Powrót

Emocje do końca, CLEAREX lepszy od FC Toruń

Dla takich emocji warto przychodzić na mecze CLEAREX-u . Po niebywale zaciętym, wyrównanym spotkaniu nasz zespół wygrał z FC Toruń 3:1. Ozdobą meczu był przedłużony rzut, którym Mikołaj Zastawnik ustalił  wynik w 40 minucie.  Wszyscy, włącznie z bramkarzem gości, spodziewali się „bomby”, a nasz zawodnik leciutko, technicznie przelobował  golkipera torunian.

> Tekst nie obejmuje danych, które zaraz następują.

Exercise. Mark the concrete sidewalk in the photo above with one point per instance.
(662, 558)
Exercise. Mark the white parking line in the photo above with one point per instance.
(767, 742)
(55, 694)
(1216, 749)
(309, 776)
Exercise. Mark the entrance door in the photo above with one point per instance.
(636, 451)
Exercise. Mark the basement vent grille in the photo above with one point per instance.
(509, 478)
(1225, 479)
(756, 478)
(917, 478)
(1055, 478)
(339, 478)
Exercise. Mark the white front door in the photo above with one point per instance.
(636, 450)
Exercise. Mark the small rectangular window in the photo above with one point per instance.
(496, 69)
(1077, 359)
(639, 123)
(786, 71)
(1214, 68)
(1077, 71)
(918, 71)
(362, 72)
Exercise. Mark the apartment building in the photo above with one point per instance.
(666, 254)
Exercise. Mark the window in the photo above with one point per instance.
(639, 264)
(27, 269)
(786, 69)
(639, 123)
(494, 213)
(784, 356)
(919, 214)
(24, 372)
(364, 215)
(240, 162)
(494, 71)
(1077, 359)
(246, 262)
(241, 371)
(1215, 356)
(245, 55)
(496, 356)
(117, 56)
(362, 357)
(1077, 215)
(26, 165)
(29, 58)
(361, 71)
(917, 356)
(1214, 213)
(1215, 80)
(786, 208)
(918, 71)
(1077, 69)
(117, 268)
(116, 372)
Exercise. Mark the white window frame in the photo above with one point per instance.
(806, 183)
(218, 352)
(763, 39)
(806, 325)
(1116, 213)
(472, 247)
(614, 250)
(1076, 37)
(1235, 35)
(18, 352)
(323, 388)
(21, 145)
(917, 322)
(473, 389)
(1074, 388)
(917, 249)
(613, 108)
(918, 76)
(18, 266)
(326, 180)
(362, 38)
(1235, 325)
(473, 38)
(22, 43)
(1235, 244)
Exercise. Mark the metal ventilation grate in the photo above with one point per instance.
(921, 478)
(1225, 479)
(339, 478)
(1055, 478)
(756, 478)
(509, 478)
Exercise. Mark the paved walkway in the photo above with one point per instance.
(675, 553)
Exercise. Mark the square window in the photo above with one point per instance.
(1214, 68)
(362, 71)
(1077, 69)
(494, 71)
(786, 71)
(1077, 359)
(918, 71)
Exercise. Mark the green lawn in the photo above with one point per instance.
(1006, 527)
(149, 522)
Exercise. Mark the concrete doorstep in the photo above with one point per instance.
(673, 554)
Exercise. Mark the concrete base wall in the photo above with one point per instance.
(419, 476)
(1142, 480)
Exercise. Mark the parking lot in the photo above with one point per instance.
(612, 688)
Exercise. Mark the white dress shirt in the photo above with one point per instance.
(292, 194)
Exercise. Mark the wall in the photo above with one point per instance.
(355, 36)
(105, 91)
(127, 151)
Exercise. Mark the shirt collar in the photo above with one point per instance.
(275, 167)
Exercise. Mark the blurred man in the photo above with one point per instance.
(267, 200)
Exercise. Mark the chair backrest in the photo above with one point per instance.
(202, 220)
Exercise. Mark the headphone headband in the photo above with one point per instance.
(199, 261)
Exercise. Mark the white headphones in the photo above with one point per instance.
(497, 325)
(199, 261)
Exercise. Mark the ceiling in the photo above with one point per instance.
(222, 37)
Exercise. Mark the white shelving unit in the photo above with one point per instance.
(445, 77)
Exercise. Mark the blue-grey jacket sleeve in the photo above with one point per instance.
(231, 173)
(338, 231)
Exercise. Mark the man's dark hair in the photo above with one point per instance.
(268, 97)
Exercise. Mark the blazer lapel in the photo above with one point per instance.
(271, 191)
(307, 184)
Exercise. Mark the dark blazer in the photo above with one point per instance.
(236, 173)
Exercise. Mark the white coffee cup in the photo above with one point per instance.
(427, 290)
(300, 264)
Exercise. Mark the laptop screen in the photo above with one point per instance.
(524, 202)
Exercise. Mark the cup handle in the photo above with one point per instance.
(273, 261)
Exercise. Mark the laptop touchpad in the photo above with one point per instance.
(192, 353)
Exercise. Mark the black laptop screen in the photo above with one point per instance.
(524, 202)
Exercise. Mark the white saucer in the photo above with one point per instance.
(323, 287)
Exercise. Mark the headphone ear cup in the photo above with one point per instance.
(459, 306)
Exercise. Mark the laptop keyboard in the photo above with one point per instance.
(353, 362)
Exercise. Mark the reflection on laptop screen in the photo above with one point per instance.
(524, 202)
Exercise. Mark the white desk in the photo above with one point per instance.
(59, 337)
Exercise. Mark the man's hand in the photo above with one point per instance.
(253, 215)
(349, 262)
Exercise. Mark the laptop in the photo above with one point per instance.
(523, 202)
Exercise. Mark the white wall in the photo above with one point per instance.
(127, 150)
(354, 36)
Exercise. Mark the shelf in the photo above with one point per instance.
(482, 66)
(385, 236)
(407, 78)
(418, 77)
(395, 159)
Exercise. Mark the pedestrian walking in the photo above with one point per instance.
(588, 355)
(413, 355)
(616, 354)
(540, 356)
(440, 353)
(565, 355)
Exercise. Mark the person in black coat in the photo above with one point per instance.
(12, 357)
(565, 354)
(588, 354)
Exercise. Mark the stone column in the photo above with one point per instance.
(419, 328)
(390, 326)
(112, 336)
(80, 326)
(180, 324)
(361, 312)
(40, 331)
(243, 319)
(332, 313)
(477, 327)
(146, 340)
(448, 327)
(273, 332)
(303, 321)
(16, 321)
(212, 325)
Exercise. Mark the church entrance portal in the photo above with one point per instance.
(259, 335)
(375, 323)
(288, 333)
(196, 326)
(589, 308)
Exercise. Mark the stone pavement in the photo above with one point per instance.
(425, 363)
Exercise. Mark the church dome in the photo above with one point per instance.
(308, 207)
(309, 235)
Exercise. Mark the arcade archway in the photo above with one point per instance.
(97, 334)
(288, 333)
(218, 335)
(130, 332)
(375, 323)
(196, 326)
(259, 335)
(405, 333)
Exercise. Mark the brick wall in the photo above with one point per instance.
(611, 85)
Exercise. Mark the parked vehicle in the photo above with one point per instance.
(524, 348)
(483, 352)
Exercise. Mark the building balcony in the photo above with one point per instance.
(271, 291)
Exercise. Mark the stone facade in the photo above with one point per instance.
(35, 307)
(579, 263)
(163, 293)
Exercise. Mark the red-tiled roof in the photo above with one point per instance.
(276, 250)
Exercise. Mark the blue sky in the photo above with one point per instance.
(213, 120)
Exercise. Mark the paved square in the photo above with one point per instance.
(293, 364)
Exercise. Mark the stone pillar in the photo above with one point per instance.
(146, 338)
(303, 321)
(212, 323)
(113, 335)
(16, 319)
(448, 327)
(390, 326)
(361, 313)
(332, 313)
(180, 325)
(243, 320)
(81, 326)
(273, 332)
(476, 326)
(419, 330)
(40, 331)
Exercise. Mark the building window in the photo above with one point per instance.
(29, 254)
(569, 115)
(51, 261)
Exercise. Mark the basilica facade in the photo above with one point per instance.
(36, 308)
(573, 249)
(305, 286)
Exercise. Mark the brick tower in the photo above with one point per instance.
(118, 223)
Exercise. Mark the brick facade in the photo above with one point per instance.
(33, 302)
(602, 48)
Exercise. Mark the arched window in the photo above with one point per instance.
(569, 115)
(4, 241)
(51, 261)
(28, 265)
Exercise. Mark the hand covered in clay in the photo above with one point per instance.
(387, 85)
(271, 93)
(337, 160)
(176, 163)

Wynik mógł „otworzyć” już w 1 minucie Mariusz Seget, jednak bramkarz gości obronił jego strzał z bliska. Potem to nasi piłkarze częściej atakowali, uderzali na bramkę rywali, nie stwarzali jednak „stuprocentowych” sytuacji. A skupieni na defensywie torunianie takie mieli w 7 minucie, kiedy Rafał Krzyśka  w razy wygrał pojedynki sam na sam.

W 15 minucie przegrywaliśmy. Błąd w kryciu przy  rzucie rożnym kosztował na stratę gola. Na szczęście dość szybko udało się wyrównać. Za zagranie ręką sędzia podyktował rzut karny, pewnie wykorzystany przez Mikołaja Zastawnika.

Drugą połowę zaczęliśmy od strzału Adama Wędzonego w słupek, później tuż obok spojenia posłał piłkę Sebastian Leszczak.  Słupek uratował przyjezdnych także po uderzeniu Macieja Mizgajskiego. Okazję do zaprezentowania swoich umiejętności miał również– rzadziej – Rafał Krzyśka. Wreszcie, w 31 minucie, piękną kontrę zwieńczył skutecznie Leszczak, wyprowadzając nas na prowadzenie. Szansę na podwyższenie wyniku miał Maciej Mizgajski, który nie wykorzystał przedłużonego rzutu karnego.

Goście wyszli do przodu, co dawało nam okazje o kolejnych szybkich ataków. Dwa mógł skończyć bramkami Tomasz Golly, ale wynik się nie zmienił.

Torunianie wycofali bramkarza, postawili wszystko na jedną kartę ale…po raz kolejny jeden z nich zagrał ręką. Efektem był przedłużony karny, zamieniony na trzeciego gola przez Zastawnika. Na koniec niewiarygodną interwencją popisał się Krzyśka i było po meczu.

Za tydzień  w sobotę zagramy na wyjeździe z AZS Uniwersytet Gdański w ostatniej kolejce sezonu zasadniczego.